In [1]:
import pandas as pd
from sqlalchemy import create_engine, MetaData, Table, Column, Integer, String, Float

# Load the data from the provided CSV files
drivers_df = pd.read_csv('Sources/drivers_updated.csv')
teams_df = pd.read_csv('Sources/teams_updated.csv')
winners_df = pd.read_csv('Sources/winners.csv')

# Process the data before loading into the database
# Extract the year from the Date column in winners_df
winners_df['Year'] = pd.to_datetime(winners_df['Date']).dt.year

# Split the 'Name Code' column to extract the 'Code'
winners_df['Code'] = winners_df['Name Code'].str.extract(r'(\b[A-Z]{3}\b)')

# Rename the 'Car' column to 'Team' in winners_df
winners_df.rename(columns={'Car': 'Team'}, inplace=True)

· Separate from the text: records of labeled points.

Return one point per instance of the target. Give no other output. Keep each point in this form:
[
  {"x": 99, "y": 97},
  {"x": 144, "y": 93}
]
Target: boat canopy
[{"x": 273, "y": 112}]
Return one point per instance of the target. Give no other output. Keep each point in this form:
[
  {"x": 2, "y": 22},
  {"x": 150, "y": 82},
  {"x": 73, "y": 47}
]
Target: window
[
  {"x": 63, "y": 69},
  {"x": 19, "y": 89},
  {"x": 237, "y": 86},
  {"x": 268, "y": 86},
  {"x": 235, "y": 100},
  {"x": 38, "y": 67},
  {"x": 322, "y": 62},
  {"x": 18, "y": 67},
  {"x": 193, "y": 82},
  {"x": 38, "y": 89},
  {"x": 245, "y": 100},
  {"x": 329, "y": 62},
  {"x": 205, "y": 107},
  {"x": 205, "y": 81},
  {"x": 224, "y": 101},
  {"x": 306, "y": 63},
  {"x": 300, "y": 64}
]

# Rename the 'Team' column to 'Car' in teams_df
teams_df.rename(columns={'Team': 'Car'}, inplace=True)

# Create an in-memory SQLite database
engine = create_engine('sqlite:///:memory:')
metadata = MetaData()

# Define tables based on the loaded dataframes
drivers = Table('drivers', metadata,
                Column('Pos', Integer),
                Column('Driver', String),
                Column('Nationality', String),
                Column('Car', String),
                Column('PTS', Float),
                Column('year', Integer),
                Column('Code', String))

teams = Table('teams', metadata,
              Column('Pos', Integer),
              Column('Car', String),
              Column('PTS', Float),
              Column('year', Integer))

winners = Table('winners', metadata,
                Column('Grand Prix', String),
                Column('Date', String),
                Column('Winner', String),
                Column('Team', String),
                Column('Laps', Float),
                Column('Time', String),
                Column('Name Code', String),
                Column('Year', Integer),
                Column('Code', String))

# Create tables in the database
metadata.create_all(engine)

# Load data into the database
drivers_df.to_sql('drivers', engine, if_exists='append', index=False)
teams_df.to_sql('teams', engine, if_exists='append', index=False)
winners_df.to_sql('winners', engine, if_exists='append', index=False)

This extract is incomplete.